Homemade larabar-type energy bars.


I've been busy in the kitchen again. Lucky you. This means I have a delicious treat to share today: Chocolate almond energy bars.

These homemade Larabar-type bars are my new favorite. For a while, I was stuck on my two-ingredient cashew cookie bars (cashews and dates, yum!). Now, I'm getting on stuck on these five-ingredient bars.

They are so good. Seriously.

Even the kids love them. Well, mostly the toddler. He's slightly addicted and, really, I don't mind. These bars are relatively healthy -- especially when compared to some of the other junk they could be eating, including those so-called healthy granola bars that are nothing of the sort.

So, my bars. I've found homemade Larabar recipes on a few different sites and through a bit of experimentation, I've modified those recipes to my own liking.

The base for the bars is always the same: Dates. Sweet, delicious dates. I buy whole, unsulphured medjool or deglet dates at the local food co-op. For these bars, I used deglet dates:

Mmm . . . dates!
My advice is to start with the whole dates, not chopped dates. Chopped just aren't the same quality. Go for whole. Trust me.

OK. So, here's my recipe for these tasty bars!


Chocolate-Almond Energy Bars

2/3 cup whole medjool or deglet dates, chopped

1 cup almonds (NOT salted)
handful dark chocolate chips
1 tsp cinnamon
1 tsp vanilla

Place dates in a food processor and process until they form a sticky ball (about 2 minutes). Put the dates in a bowl. Add almonds and cinnamon to the food processor and pulse for about 30 seconds. Add chocolate chips to the nuts and pulse for about 20-30 seconds. Some of the almonds should be finely processed, with some larger chunks remaining.

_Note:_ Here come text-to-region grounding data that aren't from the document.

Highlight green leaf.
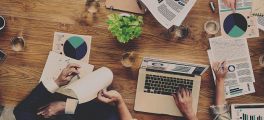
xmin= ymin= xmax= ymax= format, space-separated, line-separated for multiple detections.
xmin=138 ymin=16 xmax=144 ymax=24
xmin=117 ymin=35 xmax=126 ymax=43
xmin=129 ymin=21 xmax=140 ymax=26
xmin=108 ymin=14 xmax=121 ymax=20
xmin=135 ymin=30 xmax=141 ymax=38
xmin=126 ymin=27 xmax=134 ymax=34
xmin=105 ymin=20 xmax=114 ymax=25
xmin=123 ymin=17 xmax=130 ymax=25
xmin=129 ymin=14 xmax=137 ymax=21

Add the mixture to the dates. Add vanilla. Combine all five ingredients with your hands -- you really need to work the mixture for a while to combine it all.

Shape into bars, like this:


The dates will become like a paste, but there should still be small nut pieces in your mixture.

I wrap mine in regular plastic wrap and store them in the pantry:

Wrapped and ready to go!
This recipe makes about 5 bars, or fewer if you end up giving pieces to your kids while you're shaping the bars. You can fiddle around with the recipe, trying different nuts or adding in other spices or additional dried fruits to change the flavor. This one, though, is my current favorite.

The bars are a good mix of carbs and protein, making them a nice post-run treat. I ate one after my 22-mile run on Sunday and it tasted great!

Do you have any homemade bar recipes you'd like to share? 
Leave a link - I'd love to check it out!

~ Felice

4 comments:

Anonymous said...

This isn't an energy bar type of recipe, but a great replacement for the store-bought granola bars:

http://allrecipes.com/recipe/playgroup-granola-bars/detail.aspx

The recipe works with all sorts of substitutions, too. Enjoy!

Dawn

The Happy Runner said...

Thanks, Dawn!

J said...

Yum! I have never made homemade bars before but it looks easy enough that I really should try it.

Pauline said...

I made these this morning, but used 1/2 cup of almonds, 1/2 cup dates, 1 square of baking dark chocolate. After processing it for a long time, it wasn't sticking together well so I added about 1/2 Tbs of peanut butter. It came out pretty well. I made 7 balls instead of bars (aka Laraballs, lol) because it took too much work to shape into squares. Thanks for the base recipe! These really are a great post-exercise or even late night snack.